Genome-wide distribution of zygote small RNAs and comparisons of zygote, egg, and sperm small RNAs. (A) Heat map showing abundance of 24-nt siRNA across genome at 50-kb resolution. The first three tracks are centromeres (as defined by Mizuno et al. 2018), genes, and Gypsy retrotransposons. (B) Length profiles of siRNAs. y-axis values are relative to total siRNA reads (20- to 25-nt siRNAs). (TIR) Terminal inverted repeat transposons, CACTA element excluded; (Gypsy) Gypsy retrotransposons. Error bars are 95% confidence intervals for each cell type. miRNA and phasiRNA are not included in this analysis (Supplemental Fig. S1A). (C) Quantification of TIR and Gypsy panels in B. Each data point is an siRNA transcriptome. Bar heights are averages. x-axis values are relative to total 24-nt siRNAs.
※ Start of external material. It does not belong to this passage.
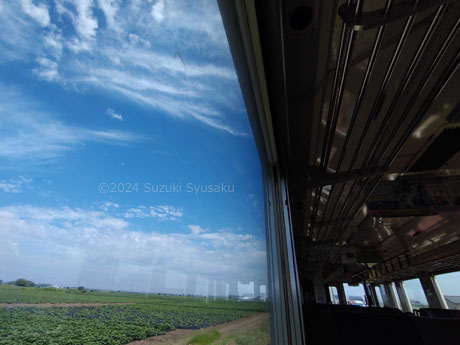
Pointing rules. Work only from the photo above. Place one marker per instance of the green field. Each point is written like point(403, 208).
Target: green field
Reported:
point(149, 315)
Letter grouping (α = 0.05) and P-values are based on Tukey tests. (D) Scatter plot showing miRNA relative abundances in egg and zygote. Each data point is a miRNA. Axes are relative to per million miRNA reads and log₁₀ transformed. “top egg & zygote” refers to intersection of the 20 highest abundant miRNAs in both egg and zygote. (E) Top five sperm-enriched miRNAs. Sperm-enriched is classified as >1000 reads per million miRNA reads in sperm and <500 reads per million miRNA reads in egg. y-axis values are relative to per million miRNA reads. Color code reflects log₂FC values for zygote versus sperm, and negative values indicate higher in sperm. Error bars are 95% confidence intervals for each cell type. See Supplemental Figure S1D for additional examples. Zygote and 9-hap ovary data are from this study; all other data from Li et al. (2020).